When showing credentials to users:
su1Qc...8akf***...aws1Example response when asked for credentials: Account: main API Key: su1Qc...8akf Secret: ***...aws1
When listing accounts, show names and environment only — never keys: Binance Accounts:
When performing transactions in mainnet, always confirm with the user before proceeding by asking them to write "CONFIRM" to proceed.
## Binance Accounts
### main
- API Key: abc123...xyz
- Secret: secret123...key
- Description: Primary trading account
### futures-keys
- API Key: futures789...def
- Secret: futuressecret...uvw
- Description: Futures trading account
When user provides new credentials by Inline file or message:
TOOLS.md with masked display confirmationFor trading endpoints that require a signature:
X-MBX-APIKEY header.Otherwise, do not perform steps 4–6.
Include User-Agent header with the following string: binance-alpha/1.1.0 (Skill)
See references/authentication.md for implementation details.

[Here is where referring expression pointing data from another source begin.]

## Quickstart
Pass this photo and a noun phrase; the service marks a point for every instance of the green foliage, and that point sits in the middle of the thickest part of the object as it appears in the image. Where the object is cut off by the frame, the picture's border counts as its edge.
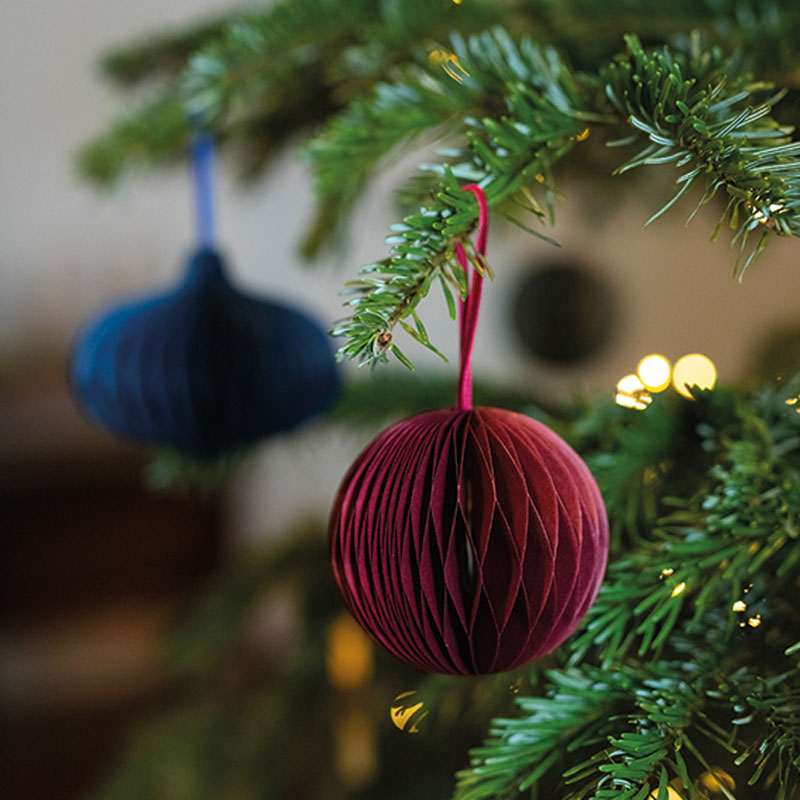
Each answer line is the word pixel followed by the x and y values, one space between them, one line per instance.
pixel 685 650
pixel 690 114
pixel 543 122
pixel 263 75
pixel 687 664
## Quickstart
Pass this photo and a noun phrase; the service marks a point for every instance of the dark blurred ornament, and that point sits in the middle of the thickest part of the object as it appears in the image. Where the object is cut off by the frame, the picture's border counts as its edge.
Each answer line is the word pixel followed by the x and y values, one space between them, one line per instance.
pixel 469 540
pixel 203 367
pixel 564 314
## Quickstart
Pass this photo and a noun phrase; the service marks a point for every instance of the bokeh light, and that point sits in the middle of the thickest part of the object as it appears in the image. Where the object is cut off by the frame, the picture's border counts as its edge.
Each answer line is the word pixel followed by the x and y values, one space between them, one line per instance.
pixel 693 370
pixel 631 393
pixel 350 659
pixel 655 372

Make data-driven prioritization decisions faster
Draft PRDs, status updates, and stakeholder presentations
Example
Create executive summary of Q3 roadmap, monthly progress report, feature launch announcement
Save 3-5 hours/week on communication overhead
Prerequisites
Time Estimate
30-60 minutes to see productivity improvements
Steps
Common Pitfalls
✓ Do
✗ Don't
💡 Pro Tips
✓ Use when
Use for user story writing, competitive research, roadmap prioritization, stakeholder communication, and PRD drafting. Best for reducing repetitive documentation and research work.
✗ Avoid when
Avoid for strategic product vision (requires deep customer empathy), pricing decisions (needs market and financial expertise), or when face-to-face customer discovery is more valuable than speed.
mattpocock/skills
parcadei/continuous-claude-v3
cursor/plugins
ailabs-393/ai-labs-claude-skills
pproenca/dot-skills
mattpocock/skills
Solid pick for teams standardizing on skills: alpha is focused, and the summary matches what you get after install.
Registry listing for alpha matched our evaluation — installs cleanly and behaves as described in the markdown.
alpha reduced setup friction for our internal harness; good balance of opinion and flexibility.
I recommend alpha for anyone iterating fast on agent tooling; clear intent and a small, reviewable surface area.
alpha is among the better-maintained entries we tried; worth keeping pinned for repeat workflows.
We added alpha from the explainx registry; install was straightforward and the SKILL.md answered most questions upfront.
Useful defaults in alpha — fewer surprises than typical one-off scripts, and it plays nicely with `npx skills` flows.
I recommend alpha for anyone iterating fast on agent tooling; clear intent and a small, reviewable surface area.
Useful defaults in alpha — fewer surprises than typical one-off scripts, and it plays nicely with `npx skills` flows.
Keeps context tight: alpha is the kind of skill you can hand to a new teammate without a long onboarding doc.